The snake unloosed its coils without warning, and I would have fallen gracelessly to the floor had I not been caught in a strong pair of arms.

Unfortunately, they were Quill’s and not Horst’s, but beggars can’t be choosers.

Quill looked like she felt the same way, dumping me onto my feet as quickly as she could. “You owe me for that one, too, mortal,” she said.

I sucked in a lungful of air, rubbing at the raw skin of my throat. “I didn’t ask you to catch me,” I said. “So I can’t owe you anything.” I wasn’t sure how the fine print of fae interactions went, I had to assume there were rules.

She sighed. “It was worth a try,” she said, brushing her dress to remove whatever mortal cooties she thought I carried.

Dirchan, meanwhile, shrank back to his human form so quickly I could almost believe I’d imagined that he had been a snake. He snatched the brooch from Horst’s fingers, his face blurring between his true knife-edge form and the bland mask I’m pretty sure he wore most of the time. “Mommy,” he whispered, bringing the brooch up to his cheek.

Where hesnuggled it.

Horst’s face was still pale, but he was rapidly sliding back into his normal self. “So, Dirch, we’re all good then?”

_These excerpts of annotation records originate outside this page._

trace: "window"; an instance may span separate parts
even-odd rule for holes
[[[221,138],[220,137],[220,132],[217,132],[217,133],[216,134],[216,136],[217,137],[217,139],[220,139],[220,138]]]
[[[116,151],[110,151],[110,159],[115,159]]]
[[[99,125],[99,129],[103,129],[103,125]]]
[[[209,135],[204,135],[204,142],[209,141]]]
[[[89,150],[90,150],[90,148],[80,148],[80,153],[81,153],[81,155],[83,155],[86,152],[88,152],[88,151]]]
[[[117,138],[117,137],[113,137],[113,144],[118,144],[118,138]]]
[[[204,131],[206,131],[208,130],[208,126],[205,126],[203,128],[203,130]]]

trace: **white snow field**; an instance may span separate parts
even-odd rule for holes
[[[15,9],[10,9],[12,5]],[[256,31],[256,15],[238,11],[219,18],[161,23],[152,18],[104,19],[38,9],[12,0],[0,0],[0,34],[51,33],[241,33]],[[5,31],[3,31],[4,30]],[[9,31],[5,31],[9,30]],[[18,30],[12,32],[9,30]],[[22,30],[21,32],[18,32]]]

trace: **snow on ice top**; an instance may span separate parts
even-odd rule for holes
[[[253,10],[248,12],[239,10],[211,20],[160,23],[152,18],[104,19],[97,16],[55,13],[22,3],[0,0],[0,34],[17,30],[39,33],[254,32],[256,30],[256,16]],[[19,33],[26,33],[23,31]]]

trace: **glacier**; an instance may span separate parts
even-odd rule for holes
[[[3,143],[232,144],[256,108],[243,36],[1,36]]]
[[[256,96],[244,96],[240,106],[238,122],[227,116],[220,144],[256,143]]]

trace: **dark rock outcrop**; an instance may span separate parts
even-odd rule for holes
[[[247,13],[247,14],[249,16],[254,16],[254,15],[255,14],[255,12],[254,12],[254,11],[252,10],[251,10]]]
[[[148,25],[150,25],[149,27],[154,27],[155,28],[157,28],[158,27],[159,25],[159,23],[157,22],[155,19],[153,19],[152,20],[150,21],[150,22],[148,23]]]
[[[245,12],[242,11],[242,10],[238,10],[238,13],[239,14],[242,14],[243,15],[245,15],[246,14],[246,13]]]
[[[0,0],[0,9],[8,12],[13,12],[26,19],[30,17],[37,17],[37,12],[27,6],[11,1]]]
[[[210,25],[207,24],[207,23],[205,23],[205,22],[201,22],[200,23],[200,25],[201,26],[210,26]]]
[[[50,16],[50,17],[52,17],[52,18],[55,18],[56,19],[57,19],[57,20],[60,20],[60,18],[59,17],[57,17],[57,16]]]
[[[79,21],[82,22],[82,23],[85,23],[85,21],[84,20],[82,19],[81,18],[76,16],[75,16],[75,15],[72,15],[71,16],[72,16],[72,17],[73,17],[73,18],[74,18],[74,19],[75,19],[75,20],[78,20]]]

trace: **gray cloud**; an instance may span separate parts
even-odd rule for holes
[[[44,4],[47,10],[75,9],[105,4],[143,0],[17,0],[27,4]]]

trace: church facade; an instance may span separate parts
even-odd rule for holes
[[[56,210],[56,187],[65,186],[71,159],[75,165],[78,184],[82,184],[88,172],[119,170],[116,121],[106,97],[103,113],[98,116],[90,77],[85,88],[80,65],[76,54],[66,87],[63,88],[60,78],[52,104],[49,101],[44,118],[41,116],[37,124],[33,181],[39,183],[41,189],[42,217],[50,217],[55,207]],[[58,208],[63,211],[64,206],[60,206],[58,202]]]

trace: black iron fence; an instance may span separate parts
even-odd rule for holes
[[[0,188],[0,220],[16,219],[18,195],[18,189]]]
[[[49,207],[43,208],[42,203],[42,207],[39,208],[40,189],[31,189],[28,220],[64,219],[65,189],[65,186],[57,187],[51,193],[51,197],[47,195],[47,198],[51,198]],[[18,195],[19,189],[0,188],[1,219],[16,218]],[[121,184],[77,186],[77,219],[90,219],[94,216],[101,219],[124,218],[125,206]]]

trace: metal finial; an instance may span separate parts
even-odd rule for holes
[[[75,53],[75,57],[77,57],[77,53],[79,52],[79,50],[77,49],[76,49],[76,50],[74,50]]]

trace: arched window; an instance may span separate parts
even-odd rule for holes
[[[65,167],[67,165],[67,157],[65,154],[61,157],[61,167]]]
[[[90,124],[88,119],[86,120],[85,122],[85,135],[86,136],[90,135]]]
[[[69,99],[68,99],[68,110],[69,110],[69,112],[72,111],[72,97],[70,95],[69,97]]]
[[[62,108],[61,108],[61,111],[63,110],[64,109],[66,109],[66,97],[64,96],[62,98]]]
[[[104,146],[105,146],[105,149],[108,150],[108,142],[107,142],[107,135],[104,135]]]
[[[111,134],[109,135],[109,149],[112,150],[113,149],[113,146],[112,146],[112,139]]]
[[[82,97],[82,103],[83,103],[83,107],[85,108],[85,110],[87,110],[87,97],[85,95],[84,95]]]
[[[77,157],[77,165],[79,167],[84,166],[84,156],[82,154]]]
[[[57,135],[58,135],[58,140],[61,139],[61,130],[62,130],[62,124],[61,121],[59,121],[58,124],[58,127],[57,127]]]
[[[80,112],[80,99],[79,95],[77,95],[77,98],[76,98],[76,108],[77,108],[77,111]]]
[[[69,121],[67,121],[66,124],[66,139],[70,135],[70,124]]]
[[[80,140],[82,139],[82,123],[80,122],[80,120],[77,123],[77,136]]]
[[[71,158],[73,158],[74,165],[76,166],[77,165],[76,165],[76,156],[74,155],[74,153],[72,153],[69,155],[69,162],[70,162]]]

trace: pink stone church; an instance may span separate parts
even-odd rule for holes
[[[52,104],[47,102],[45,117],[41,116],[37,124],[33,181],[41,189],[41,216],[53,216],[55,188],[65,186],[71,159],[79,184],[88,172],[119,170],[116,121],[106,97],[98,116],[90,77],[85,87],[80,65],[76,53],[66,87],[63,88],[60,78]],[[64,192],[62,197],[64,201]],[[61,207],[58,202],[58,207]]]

Dirchan’s face snapped back to his haughty, cruel persona, and he fastened the brooch carefully onto the collar of his cape. “Steal from me again, Piper, and there is nothing that can save you.” Then he spun on one heel and stalked out of the cat area. I heard a door slam, and the air itself brightened as the shapeshifting monster walked out of our lives.






Chapter Twenty-Three

“It was great to see you again,” Horst called after Dirchan. “All the best to your family.” Then he bent at the waist, hands on his knees while he breathed deeply for several beats before straightening up.

“Quill,” he said. “Thank you. Truly.”

“I don’t understand,” I said, my hands—and voice—still shaky from the oxygen deprivation. “That was just a regular brooch. Why did he believe it was his mother?”

“Quill did...something.” Horst looked to the Unseelie queen, one eyebrow raised. “Some kind of masking spell, right?”